The ubiquity of masks in my life and everyone else’s right now (even the lives of the covid-deniers!) contrasts sharply with their total absence before about March – except on the faces of a few Asian students or elderly people. From that standstill till now, about six months later, we’ve seen masks and mask culture expand into almost every facet of public life. They’re a big and interesting business now, for one things, available everywhere from Target or Walmart to Amazon or mom-and-pop shops to niche manufacturers or crafters. I must have about ten masks right now, a few handmade, some standard ear-loop mass-market, a couple high-end nearly-custom ones. (The last work the best.)

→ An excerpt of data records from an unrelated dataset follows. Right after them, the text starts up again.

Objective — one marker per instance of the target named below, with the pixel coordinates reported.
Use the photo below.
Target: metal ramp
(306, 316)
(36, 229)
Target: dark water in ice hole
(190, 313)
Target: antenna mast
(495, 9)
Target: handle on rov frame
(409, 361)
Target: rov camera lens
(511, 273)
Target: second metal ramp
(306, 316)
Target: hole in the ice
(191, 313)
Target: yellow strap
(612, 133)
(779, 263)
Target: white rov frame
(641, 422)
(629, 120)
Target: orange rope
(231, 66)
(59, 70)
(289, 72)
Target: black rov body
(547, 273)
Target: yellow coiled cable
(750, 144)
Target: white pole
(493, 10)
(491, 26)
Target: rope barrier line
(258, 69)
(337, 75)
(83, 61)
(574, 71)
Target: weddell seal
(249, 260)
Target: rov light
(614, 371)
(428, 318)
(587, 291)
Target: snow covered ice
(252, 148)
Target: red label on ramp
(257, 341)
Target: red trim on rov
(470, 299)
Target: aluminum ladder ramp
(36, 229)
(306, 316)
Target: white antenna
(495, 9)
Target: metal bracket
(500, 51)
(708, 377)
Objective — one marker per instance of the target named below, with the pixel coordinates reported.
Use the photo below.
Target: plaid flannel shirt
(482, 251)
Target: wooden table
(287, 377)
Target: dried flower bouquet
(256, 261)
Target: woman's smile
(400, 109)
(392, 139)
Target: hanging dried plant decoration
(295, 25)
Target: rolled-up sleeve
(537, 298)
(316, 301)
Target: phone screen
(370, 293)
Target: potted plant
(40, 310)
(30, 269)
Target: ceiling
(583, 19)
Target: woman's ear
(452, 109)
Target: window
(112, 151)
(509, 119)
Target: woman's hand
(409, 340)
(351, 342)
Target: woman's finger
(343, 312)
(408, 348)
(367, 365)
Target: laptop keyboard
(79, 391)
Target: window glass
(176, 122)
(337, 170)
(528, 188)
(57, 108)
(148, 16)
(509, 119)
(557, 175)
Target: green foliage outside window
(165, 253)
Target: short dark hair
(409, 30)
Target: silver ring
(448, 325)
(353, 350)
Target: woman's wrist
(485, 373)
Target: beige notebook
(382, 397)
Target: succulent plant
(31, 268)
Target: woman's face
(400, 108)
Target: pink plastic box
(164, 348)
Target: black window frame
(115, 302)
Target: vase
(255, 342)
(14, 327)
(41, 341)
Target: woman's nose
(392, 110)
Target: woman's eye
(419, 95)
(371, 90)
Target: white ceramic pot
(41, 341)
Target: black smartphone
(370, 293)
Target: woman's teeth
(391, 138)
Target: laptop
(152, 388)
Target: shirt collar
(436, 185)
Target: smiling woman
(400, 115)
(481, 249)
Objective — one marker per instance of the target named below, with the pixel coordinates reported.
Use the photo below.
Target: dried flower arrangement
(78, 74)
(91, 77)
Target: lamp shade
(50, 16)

Masks are also a point of personal pride, civic duty, and political controversy. Places that have mandated masks teem with signs to remind people to wear them and why they should wear them. On social media, mask wearers talk about how they wear masks not for themselves, but for others. Covid-deniers reject the practice and the science and the responsibility, often conflating masks with some sort of social control by… someone: the government? doctors? Bill Gates? The logic escapes me, as does the resistance – wearing a mask is almost effortless! But at this crazed moment in American history, everything has to be charged to the highest possible pressure, and masks are no different.